Een casinobrood is een ­speciaal ­busbrood. Dit vierkante brood wordt gebakken in een bus, die met een ­langwerpige deksel wordt afgesloten. Op die ­manier kan het deeg ­tijdens het bakken niet ‘uit de pan rijzen’.

Grootbrood en kleinbrood
Er wordt in de bakkerij onderscheid gemaakt tussen grootbrood en kleinbrood. Een andere naam voor kleinbrood is kleine, luxe broodjes. Het brood wordt dikwijls in verschillende, bewerkte vormen ­gemaakt of gedecoreerd; zeg maar versierd, bijvoorbeeld met zaden of pitten. Vandaar de naam ‘luxe’. ­Enkele bekende voorbeelden zijn: maanzaadbolletjes, croissants en vlechtbroodjes. Onder grootbrood verstaan we de broodsoorten die ook in tweeën kunnen worden gedeeld of gesneden worden verkocht. Grootbrood weegt ongeveer achthonderd gram; kleinbrood tussen de dertig en honderd gram.

Busbrood wordt gebakken in een ­broodbus, ook wel een brood- of bakblik ­genoemd. Als er geen deksel op de bus gaat, wordt het een hoog brood.

Vloerbrood wordt gebakken op de (stenen) vloer van de oven. Het brood bevindt zich niet in een broodbus- of blik. De ovenvloer wordt zeer heet, waardoor het deeg daarop snel ­dichtschroeit. Dit zorgt voor een knapperige korst. Tegenwoordig bakken bakkers vloerbrood vaak wel in een ­bakblik, maar dit is dan een extra laag bakblik en niet een ­traditioneel hoog bakblik.

Knipbrood, met zijn twee ronde bollen aan de bovenkant van iedere boterham, is lange tijd hét klassieke brood van Nederland ­geweest. Het past goed in de broodtrommel en de korst is lekker knapperig. Een heel knipbrood heeft een wig in de lengte­richting van het brood, maar dit is geen rechte snede.

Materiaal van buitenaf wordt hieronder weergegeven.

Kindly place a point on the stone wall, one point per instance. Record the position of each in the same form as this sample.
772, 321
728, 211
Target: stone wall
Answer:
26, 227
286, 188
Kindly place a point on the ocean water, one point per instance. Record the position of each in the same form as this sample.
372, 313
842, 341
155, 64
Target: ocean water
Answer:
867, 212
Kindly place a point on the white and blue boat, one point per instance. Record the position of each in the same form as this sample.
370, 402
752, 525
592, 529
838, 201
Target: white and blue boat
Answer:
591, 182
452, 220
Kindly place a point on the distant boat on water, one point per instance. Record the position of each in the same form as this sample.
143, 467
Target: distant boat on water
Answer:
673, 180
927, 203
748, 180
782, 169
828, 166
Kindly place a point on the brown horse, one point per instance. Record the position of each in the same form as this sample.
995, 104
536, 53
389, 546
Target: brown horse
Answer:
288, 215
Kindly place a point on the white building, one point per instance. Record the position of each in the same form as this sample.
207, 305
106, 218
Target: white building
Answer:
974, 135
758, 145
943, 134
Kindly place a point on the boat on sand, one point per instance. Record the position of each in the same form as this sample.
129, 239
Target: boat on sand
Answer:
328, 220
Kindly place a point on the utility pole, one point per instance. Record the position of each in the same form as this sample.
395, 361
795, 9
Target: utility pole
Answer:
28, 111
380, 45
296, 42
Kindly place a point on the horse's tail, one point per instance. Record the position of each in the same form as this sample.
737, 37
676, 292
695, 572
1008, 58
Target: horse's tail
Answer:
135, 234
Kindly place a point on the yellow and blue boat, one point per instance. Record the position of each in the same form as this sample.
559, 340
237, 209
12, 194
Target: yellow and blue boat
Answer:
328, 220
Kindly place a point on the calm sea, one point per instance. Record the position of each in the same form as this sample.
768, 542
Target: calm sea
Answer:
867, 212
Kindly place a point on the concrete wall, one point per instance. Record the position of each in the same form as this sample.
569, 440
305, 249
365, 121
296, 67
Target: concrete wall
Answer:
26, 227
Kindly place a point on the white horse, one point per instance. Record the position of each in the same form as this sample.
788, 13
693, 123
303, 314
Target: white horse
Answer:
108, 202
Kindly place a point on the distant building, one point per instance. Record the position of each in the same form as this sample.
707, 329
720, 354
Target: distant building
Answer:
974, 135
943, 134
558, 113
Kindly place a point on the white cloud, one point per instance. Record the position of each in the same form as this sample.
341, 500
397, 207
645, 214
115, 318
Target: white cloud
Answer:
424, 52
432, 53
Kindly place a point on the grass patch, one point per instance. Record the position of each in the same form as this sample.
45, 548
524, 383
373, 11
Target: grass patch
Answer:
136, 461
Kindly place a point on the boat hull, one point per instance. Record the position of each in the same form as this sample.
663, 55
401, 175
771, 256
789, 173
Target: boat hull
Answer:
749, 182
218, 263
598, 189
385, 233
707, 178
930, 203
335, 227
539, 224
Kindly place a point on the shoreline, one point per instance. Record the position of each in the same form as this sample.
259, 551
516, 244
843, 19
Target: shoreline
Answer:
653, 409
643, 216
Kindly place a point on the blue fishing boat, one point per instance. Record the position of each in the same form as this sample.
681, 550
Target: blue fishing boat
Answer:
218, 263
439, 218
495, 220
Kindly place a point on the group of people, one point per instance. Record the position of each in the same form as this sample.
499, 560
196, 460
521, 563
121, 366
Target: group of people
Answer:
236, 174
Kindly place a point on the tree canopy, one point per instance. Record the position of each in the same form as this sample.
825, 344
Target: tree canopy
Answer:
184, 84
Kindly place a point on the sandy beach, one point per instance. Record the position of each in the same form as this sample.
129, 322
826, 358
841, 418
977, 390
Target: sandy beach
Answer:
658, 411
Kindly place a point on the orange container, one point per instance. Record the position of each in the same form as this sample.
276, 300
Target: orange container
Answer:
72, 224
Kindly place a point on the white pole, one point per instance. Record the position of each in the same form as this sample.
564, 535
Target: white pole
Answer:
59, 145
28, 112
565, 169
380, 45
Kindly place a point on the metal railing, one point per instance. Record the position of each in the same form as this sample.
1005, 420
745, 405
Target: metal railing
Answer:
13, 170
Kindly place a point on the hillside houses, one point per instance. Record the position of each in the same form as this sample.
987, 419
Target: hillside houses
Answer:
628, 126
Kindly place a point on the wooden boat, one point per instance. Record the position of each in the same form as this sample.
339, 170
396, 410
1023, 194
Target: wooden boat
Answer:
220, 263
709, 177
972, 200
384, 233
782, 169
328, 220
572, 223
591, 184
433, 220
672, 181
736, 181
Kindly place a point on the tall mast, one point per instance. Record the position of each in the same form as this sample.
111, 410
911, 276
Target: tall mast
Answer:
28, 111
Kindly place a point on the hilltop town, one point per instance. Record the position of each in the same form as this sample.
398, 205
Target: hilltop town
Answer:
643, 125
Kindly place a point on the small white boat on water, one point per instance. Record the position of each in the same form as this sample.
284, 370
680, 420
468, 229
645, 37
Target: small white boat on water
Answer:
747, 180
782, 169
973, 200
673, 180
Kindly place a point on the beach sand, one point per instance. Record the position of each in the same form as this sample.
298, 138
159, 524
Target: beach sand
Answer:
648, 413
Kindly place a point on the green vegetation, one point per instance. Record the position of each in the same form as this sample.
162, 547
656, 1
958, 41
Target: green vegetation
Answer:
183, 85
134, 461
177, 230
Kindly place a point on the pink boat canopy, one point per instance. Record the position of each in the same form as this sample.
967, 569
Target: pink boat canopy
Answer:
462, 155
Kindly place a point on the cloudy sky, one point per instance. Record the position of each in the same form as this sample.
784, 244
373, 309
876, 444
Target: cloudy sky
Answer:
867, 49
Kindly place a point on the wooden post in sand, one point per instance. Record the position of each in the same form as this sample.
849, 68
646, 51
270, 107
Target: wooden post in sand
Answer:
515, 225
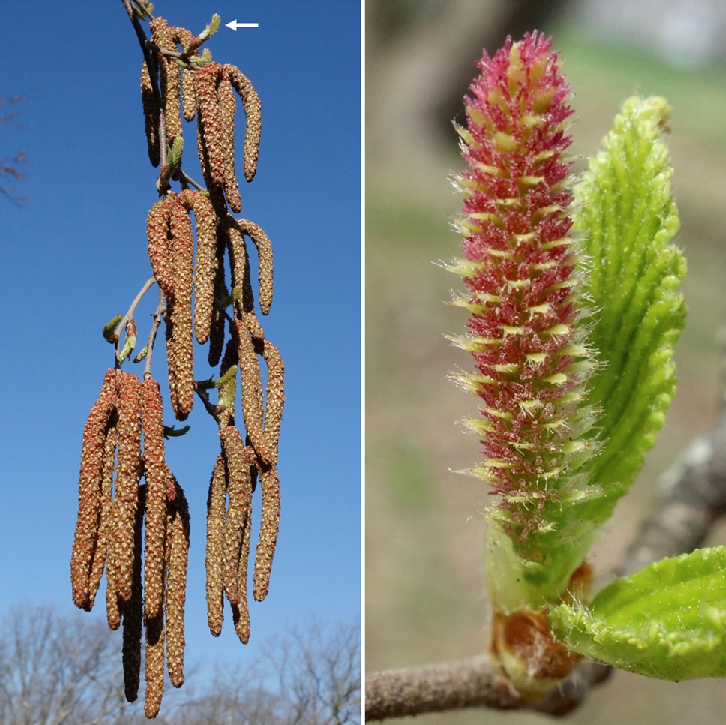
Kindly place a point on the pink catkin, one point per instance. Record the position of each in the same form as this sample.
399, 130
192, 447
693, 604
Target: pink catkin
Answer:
520, 268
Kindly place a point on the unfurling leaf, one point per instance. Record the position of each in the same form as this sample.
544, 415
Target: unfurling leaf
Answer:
172, 432
667, 621
109, 329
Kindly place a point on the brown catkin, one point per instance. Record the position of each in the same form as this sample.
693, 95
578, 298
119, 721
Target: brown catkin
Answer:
216, 506
134, 612
179, 322
227, 109
157, 232
275, 393
217, 324
155, 472
238, 512
239, 262
264, 252
252, 407
269, 527
205, 85
206, 260
151, 115
227, 391
127, 481
89, 490
105, 529
253, 113
170, 73
177, 554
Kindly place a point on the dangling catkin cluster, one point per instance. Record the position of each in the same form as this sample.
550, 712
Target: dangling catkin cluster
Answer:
139, 533
113, 514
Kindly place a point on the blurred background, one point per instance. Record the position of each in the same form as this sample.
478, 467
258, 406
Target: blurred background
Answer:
424, 593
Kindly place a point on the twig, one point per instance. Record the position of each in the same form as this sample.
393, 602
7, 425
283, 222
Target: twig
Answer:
160, 309
153, 74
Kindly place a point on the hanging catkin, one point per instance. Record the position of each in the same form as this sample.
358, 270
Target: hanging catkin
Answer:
227, 108
169, 77
216, 509
127, 480
133, 611
266, 266
155, 472
179, 317
253, 113
105, 529
206, 260
89, 491
177, 522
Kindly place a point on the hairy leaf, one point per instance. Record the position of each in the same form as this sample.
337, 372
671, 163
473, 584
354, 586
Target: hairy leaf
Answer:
667, 621
628, 218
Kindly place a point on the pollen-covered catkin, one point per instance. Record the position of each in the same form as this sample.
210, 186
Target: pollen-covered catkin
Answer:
252, 408
177, 554
269, 527
240, 264
227, 108
266, 266
157, 232
105, 529
206, 260
155, 472
170, 78
133, 612
179, 320
151, 115
127, 480
253, 113
239, 510
216, 509
207, 106
89, 490
218, 322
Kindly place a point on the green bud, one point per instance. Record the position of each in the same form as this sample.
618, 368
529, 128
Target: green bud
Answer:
109, 329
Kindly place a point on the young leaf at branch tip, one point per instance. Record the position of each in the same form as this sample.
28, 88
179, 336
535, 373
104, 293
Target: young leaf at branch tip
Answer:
211, 28
109, 329
666, 621
170, 431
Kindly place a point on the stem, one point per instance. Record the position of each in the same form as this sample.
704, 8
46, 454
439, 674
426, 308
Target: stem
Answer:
160, 309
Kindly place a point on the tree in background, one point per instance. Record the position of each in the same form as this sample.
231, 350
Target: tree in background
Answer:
57, 669
9, 168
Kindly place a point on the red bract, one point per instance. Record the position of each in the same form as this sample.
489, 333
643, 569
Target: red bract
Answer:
521, 274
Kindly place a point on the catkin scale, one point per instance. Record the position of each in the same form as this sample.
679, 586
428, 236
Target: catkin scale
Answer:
216, 508
178, 549
253, 113
227, 108
89, 490
127, 480
155, 472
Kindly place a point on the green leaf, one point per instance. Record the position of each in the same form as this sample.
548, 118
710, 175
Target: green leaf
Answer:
667, 621
628, 217
109, 329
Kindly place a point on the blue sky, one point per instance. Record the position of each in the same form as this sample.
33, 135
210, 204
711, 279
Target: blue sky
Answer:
75, 255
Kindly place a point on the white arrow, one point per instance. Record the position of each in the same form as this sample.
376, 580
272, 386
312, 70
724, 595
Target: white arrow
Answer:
234, 25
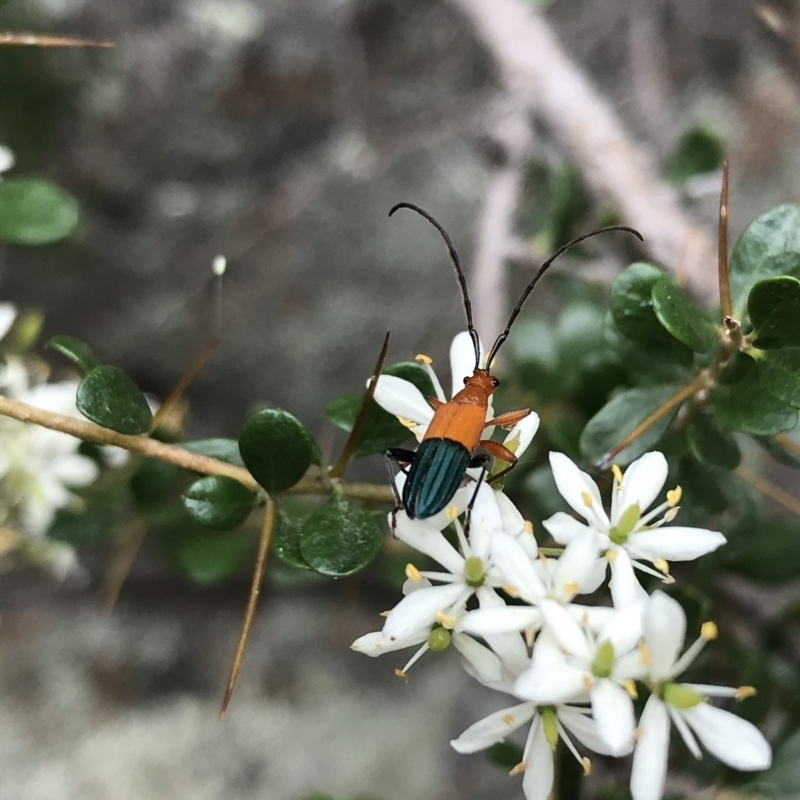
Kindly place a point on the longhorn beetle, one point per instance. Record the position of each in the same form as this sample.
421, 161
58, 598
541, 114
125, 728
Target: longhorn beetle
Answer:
436, 468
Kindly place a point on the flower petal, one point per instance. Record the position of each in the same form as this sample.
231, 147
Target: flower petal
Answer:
612, 708
642, 482
733, 740
664, 628
494, 728
401, 398
674, 544
573, 484
649, 772
416, 612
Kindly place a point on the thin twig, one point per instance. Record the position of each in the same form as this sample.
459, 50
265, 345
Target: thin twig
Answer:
252, 602
337, 470
768, 489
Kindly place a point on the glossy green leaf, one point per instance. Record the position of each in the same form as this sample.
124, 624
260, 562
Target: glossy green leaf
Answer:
34, 211
677, 312
226, 450
75, 350
741, 403
779, 374
381, 429
699, 151
219, 502
774, 308
277, 448
340, 538
286, 540
108, 397
621, 416
771, 553
631, 306
769, 246
712, 444
205, 557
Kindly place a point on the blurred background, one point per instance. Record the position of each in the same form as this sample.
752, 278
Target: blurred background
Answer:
279, 133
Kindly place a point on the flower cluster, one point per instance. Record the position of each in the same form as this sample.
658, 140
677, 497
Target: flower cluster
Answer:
39, 468
574, 670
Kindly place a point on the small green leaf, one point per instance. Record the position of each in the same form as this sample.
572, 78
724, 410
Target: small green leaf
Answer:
340, 538
621, 416
204, 557
681, 317
381, 429
699, 151
108, 397
226, 450
34, 211
779, 374
77, 351
741, 403
631, 306
277, 448
711, 444
771, 553
286, 540
219, 502
774, 309
769, 246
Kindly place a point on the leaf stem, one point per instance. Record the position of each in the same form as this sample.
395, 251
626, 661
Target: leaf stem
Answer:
726, 305
252, 602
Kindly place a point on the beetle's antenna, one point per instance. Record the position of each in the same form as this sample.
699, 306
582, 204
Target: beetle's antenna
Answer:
561, 250
462, 281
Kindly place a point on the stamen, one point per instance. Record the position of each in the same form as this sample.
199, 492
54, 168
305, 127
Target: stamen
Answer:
445, 620
709, 631
674, 496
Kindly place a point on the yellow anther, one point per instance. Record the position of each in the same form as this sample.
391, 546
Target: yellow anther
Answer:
445, 620
571, 588
674, 496
709, 631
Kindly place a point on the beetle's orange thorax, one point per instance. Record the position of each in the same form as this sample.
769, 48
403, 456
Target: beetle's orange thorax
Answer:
464, 417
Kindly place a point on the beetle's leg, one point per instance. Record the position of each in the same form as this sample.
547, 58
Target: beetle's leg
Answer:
401, 456
509, 418
501, 452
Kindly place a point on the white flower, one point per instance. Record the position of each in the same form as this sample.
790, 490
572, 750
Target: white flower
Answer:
731, 739
628, 535
548, 723
571, 664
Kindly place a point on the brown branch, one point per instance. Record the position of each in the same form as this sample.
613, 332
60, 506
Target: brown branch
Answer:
535, 69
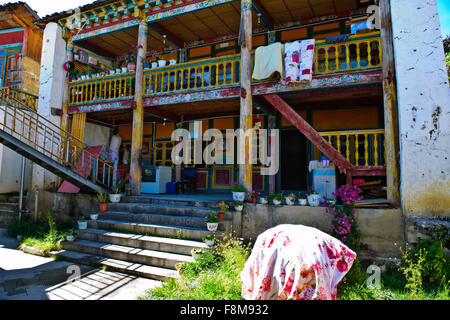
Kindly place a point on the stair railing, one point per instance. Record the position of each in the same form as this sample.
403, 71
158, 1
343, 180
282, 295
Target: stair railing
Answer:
47, 138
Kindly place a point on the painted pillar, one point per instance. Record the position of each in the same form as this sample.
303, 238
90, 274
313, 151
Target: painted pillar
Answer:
423, 96
51, 92
272, 179
138, 113
246, 118
390, 105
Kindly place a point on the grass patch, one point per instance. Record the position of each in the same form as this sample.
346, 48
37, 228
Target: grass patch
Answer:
44, 235
215, 276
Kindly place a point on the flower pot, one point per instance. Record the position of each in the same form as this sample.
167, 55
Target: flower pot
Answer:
290, 202
314, 200
212, 226
115, 198
131, 66
209, 243
239, 196
82, 225
103, 207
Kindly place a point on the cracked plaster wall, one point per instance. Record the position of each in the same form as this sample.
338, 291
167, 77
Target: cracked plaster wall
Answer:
423, 103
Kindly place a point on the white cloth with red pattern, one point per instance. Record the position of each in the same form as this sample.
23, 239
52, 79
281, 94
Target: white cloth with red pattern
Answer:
299, 61
295, 262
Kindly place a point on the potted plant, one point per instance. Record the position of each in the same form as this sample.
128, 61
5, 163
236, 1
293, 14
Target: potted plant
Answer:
314, 199
302, 200
254, 196
103, 199
82, 223
223, 208
238, 192
161, 61
118, 187
277, 199
212, 222
209, 240
290, 200
197, 253
70, 235
94, 215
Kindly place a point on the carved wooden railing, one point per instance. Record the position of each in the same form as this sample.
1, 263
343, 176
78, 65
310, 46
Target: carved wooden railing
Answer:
359, 52
360, 147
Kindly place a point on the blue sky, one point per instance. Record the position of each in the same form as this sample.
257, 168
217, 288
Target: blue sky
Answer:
444, 16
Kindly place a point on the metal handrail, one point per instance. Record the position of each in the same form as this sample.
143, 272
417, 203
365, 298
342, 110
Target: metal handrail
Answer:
61, 146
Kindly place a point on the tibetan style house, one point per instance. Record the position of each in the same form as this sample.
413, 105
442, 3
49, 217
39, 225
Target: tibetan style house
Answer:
193, 60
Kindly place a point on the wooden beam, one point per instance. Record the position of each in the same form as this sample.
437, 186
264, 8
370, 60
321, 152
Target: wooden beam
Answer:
265, 16
390, 105
162, 114
138, 113
246, 118
170, 36
310, 133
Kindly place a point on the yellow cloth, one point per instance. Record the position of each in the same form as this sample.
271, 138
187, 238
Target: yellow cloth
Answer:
268, 62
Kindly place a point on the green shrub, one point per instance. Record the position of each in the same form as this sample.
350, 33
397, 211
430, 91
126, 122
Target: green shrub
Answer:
215, 276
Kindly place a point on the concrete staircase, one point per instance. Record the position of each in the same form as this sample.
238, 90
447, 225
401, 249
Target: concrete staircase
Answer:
9, 208
144, 237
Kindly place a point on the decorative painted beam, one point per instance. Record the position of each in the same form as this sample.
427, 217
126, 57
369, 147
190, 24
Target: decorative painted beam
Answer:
162, 114
265, 16
310, 133
170, 36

Het is een rij knippen van een schaar, ongeveer vijf centimeter diep het deeg in. Bij elke knip ontstaat een deuk plus een keepje in de dwarsrichting. Door het knippen heeft het brood meer oppervlakte en dus meer korst. Een knipbrood was van oudsher voor de bakker iets gemakkelijker te bakken. ­Doordat het brood door het knippen niet zo hoog oprijst, was de temperatuur in de houtgestookte broodovens van de ­negentiende eeuw gemakkelijker door het brood heen te verdelen. Een brood dat is ingeknipt, is minder hoog en verbrandt dus minder snel aan de bovenkant. Je kunt het zelfs iets langer in de oven laten staan, zodat de korst nog wat steviger wordt.

Door een brood in te knippen, krijgt het meer oppervlakte en dus meer korst.

Plaatbrood wordt gebakken op een ­ geperforeerde, metalen bakplaat. Deze broodjes ­ worden meestal met vele tegelijk gevormd en op een bakplaat in de oven gebakken. Ook stokbrood wordt tegenwoordig vaak op een bakplaat gebakken. Meestal zijn die bakplaten langwerpige, licht gebogen ­platen die in een soort rek hangen. De bakplaten zijn ­geperforeerd (met kleine gaatjes). Zo kan de bakker het gehele rek in een grote oven rijden.